Hey there, time traveller!
This article was published 9/9/2013 (1230 days ago), so information in it may no longer be current.
When I was a kid in Marquette, Man., we lived beside the railroad tracks.
I’d run outside when I’d hear the whistle blow, hoping to see the passenger train go by. I always wondered who those people were behind the glass, and to what faraway places they were going.
Forty years later, I finally got to take the train to my own faraway place — from Winnipeg to Churchill. The Via Rail service departs Winnipeg’s Union Station on Tuesdays and Sundays at noon, arriving in Churchill two days later at 9 a.m.
For me, taking the train was all about the journey. My adventure started at Union Station, a magnificent building that celebrated its 100th birthday in 2012. Back then, train travel was the only option besides horses. Trains brought people home, and took others away. The train station was the centre of celebrations and sadness, joy and tears, hopes and fears.
When it was time to board my train, I ascended the escalator along with the gaggle of other passengers, into unknown territory — the platform. Even though there was no contingent to see us off, I imagined all the people who have stood there over the past century bidding adieu to loved ones, laughing, crying, and hugging.
Once in the sleeper car, I was shown to cabin #8 — my home for the next two days. It was like I’d imagined, only much smaller. At first, I wondered how I’d live in such a teensy space, no bigger than my hall closet at home. But after exploring every nook and cranny, opening every tiny door, and discovering the awesome bed that pulled out from the wall, I was satisfied my cabin had everything I needed.
Beyond my cabin, there was a lounging car where you could hang out and meet other passengers, a dining car which offered hot meals and cold beverages, larger restroom facilities, even a shower room.
The train really did have everything I needed, including good company.

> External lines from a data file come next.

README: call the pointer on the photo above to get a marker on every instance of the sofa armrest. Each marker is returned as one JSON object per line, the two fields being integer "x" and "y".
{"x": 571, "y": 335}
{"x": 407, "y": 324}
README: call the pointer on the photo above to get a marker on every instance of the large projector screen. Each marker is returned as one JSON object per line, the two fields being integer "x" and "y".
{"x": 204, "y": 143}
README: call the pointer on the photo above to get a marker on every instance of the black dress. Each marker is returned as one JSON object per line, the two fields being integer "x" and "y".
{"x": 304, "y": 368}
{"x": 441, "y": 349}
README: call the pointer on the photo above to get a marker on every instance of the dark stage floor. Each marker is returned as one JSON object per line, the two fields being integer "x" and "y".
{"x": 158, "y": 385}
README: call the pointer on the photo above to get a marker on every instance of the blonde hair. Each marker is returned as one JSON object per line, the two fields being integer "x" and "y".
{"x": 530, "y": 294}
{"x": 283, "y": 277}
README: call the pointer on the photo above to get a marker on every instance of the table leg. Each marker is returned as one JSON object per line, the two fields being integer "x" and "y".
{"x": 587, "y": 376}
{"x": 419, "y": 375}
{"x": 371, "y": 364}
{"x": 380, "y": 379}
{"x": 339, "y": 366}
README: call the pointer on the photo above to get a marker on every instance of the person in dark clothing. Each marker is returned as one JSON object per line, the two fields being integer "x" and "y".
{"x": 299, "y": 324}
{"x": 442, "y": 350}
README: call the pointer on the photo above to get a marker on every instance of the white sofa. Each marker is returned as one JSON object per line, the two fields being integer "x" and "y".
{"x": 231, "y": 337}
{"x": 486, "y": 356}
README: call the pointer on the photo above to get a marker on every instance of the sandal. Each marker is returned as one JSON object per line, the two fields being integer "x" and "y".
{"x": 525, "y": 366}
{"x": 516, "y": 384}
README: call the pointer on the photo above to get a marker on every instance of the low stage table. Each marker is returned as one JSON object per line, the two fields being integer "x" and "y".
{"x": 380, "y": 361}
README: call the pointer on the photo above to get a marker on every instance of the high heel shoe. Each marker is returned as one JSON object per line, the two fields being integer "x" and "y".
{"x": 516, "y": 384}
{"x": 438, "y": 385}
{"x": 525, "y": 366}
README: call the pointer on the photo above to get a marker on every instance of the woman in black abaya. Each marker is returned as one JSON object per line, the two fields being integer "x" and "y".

The most enjoyable part of the journey was sitting and watching the world go by. It was like having my own special television that changes channels every second, never showing the same channel twice. Every time I looked out the window, I was privy to a different view.
I saw the Manitoba landscape change from multi-coloured prairie fields, to patches of sunflowers and cornstalks, to rolling escarpment dotted with cattle and horses, to densely forested stretches broken by rivers and lakes. At night, dancing northern lights lit up the darkness. Eventually, we reached the tundra, signifying we would soon be in Churchill, and the trip would end.
The final night in my cozy bed, the rocking motion lulled me to sleep. But it wasn’t long before I was awoken by a train whistle. I sat up, eagerly glancing out the window, hoping to see the train. Then I realized we were on the train. I was on the train! Just one of those people behind the glass, on my way to some faraway place.